Von nun an ging es steil bergab und die Kilometer verronnen nur so dahin, weshalb wir uns auch mal die Zeit nahmen, einen am Fluss liegenden Spielplatz zu testen. Erneut. Mit Fug und Recht kann behauptet werden, dass beim Anblick eines Spielplatzes in fast jedem von uns das Kind erwacht. Leider blieb uns nicht genügend Zeit alle Spielgeräte auf ihre Belastbarkeit zu testen, mussten wir doch noch unsere Schauspielkarriere bei der Fahrt über eine Staumauer, gefilmt von einer Drohne, voranbringen.

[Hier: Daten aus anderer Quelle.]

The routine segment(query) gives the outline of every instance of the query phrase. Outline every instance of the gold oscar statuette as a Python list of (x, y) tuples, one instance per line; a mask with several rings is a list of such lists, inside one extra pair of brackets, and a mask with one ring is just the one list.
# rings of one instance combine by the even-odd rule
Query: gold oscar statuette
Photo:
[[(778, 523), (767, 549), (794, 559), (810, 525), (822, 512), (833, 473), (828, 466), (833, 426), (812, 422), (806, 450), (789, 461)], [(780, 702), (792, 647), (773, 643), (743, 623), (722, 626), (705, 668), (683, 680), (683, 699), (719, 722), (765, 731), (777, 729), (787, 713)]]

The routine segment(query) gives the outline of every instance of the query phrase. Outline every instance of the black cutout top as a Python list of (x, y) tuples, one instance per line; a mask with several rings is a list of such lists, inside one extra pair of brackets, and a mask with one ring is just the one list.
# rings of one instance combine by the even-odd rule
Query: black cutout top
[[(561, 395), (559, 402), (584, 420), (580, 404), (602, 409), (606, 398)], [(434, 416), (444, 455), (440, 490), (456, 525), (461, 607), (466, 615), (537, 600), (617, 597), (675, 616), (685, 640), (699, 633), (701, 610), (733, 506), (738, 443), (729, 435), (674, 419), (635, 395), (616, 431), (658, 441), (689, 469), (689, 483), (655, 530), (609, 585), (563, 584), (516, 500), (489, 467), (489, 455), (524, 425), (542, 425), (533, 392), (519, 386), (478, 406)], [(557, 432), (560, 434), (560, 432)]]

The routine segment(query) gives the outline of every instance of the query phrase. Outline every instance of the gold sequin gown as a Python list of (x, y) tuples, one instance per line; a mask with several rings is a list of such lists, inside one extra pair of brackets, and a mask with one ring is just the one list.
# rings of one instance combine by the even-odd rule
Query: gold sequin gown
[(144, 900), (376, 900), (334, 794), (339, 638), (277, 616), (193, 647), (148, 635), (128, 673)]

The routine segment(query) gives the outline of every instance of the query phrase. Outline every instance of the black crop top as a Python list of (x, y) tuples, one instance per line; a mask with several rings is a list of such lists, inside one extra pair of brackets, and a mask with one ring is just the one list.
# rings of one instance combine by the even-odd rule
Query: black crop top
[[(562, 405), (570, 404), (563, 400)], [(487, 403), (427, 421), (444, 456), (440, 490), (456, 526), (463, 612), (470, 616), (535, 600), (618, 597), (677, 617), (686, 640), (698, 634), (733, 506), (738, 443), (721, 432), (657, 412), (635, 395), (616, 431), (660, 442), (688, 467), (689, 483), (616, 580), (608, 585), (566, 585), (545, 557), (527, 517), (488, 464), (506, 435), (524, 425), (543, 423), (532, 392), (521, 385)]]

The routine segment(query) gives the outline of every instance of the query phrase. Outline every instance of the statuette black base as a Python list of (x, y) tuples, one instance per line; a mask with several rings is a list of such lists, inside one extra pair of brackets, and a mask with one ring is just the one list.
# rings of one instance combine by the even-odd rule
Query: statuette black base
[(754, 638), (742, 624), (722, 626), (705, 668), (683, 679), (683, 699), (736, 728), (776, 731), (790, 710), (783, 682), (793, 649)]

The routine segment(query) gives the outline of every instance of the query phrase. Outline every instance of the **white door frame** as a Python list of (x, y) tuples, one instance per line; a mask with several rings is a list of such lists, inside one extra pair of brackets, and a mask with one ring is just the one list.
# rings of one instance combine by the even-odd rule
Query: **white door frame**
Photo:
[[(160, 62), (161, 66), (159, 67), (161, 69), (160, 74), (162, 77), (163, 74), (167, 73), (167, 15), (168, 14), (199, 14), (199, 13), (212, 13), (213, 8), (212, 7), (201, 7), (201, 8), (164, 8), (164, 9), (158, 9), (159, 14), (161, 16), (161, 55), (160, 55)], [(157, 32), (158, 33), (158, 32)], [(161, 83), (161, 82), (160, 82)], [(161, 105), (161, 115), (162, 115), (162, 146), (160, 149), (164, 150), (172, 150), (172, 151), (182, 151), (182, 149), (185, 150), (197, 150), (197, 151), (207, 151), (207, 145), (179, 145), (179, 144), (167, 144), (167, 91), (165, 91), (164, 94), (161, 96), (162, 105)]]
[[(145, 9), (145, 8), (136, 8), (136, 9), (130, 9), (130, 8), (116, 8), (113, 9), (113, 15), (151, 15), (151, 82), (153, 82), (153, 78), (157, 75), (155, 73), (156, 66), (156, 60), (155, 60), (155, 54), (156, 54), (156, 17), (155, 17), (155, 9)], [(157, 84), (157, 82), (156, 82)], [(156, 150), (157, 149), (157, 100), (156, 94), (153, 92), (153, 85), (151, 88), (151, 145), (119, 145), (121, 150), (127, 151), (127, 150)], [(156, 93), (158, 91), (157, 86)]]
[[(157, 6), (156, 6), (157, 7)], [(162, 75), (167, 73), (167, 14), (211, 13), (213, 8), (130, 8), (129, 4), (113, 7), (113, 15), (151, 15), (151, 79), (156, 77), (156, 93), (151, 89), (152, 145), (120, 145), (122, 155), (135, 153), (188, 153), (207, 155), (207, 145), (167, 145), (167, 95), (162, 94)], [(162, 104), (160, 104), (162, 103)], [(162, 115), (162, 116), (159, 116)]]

Nach einem ausführlichen Fotoshooting auf und hinter Strohballen – die Modellkarriere darf ja nicht benachteiligt werden – fuhren wir im Sauseschritt über Wiesen und durch kleine Orte, entlang des Drei-Länder-Eck.

Und plötzlich waren wir da. Nach rund 300 Kilometern und über 4000 Höhenmetern kamen wir vereint dort an, wo alles vor langer Zeit begann. Der Marktplatz in Zittau. Nach einer kleinen Ansprache von unserem Leader Christian, ließen wir die Ereignisse der letzten Tage bei Kaffee, Kuchen, Eis u.ä. Revue passieren. Schön war es. 

Niederschlesien, wir sehen uns. Bald, ganz bestimmt.